Nicholas Kastinovich is a tormented young bookseller struggling to keep his bookstore afloat in the town of San Pedro.  Hassled by his father, ostracized more often than not by his wife his only joy comes from building his collection of books, imagining a brighter future with Katherine, a lady who visits the shop, and hoping for a clear indication of friendship from the infamous author Charles Bukowski, who lives in the area.

This is a book where our lead character is bared naked to the reader.  We are privy to his every thought, movement, irritation, desire and dream.   Narrated throughout by Kastinovich the story is honest and sad.  There is no glossing over depression, there is no hiding from the dispossessed feeling to the downtown area of San Pedro.  But somewhere within this melancholy there is hope and a belief that better things are still to come.

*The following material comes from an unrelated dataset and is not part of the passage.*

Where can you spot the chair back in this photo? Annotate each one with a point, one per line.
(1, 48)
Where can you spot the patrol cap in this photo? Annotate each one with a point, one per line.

Any lover of books who has at one time or another found solace within the pages of a novel or even spent a day hidden away in a bookshop will immediately empathise with Kastinovich and understand why and how his books become such a lifeline for him.  The bookshop alone is his beacon for the brighter future.  When we are at our lowest, when we feel the world can offer us nothing, to a lover of books there is always a place to escape, there amongst the letters, words, paragraphs and chapters do we find our place.  Like a comfort blanket the words swirl around us and take us away from our misery.  Kastinovich is a character we can all identify with.

What I loved about this book is the honest and brutal narrative.  The style reminded me of Nick Hornby’s High Fidelity, one man pouring his heart out and over analysing life to us his captive audience.  I don’t know how other people read but for me characters have voices, I hear the tones and lilts within their speech as I read the book.  Kastinovich could only ever be voiced by one person in my opinion and that is David Sadaris.  Sadaris is well known for his autobiographical and self-deprecating humour which is a perfect match for our down trodden bookseller.

Whilst you feel for Kastinovich when things get tough there are also many times when you can’t help but will him to just grow some balls and take control of his situation.  There is a strong trait of self-pity in our leading character and I found myself in part waiting for the straw that would break the camel’s back and force him into action.

Ultimately very little happens in Shadowboxing with Bukowski – there is no great twist in the story, no climatic ending but there is a truth and openness.  On completing it I’m not moved like some books, my views have not been challenged and no thoughts have been provoked, but I’ve enjoyed spending time with Kastinovich.  It was sort of like having tea with a relative, it was hard going at times but you’re left feeling the other person got far more out of it than you and that’s ok.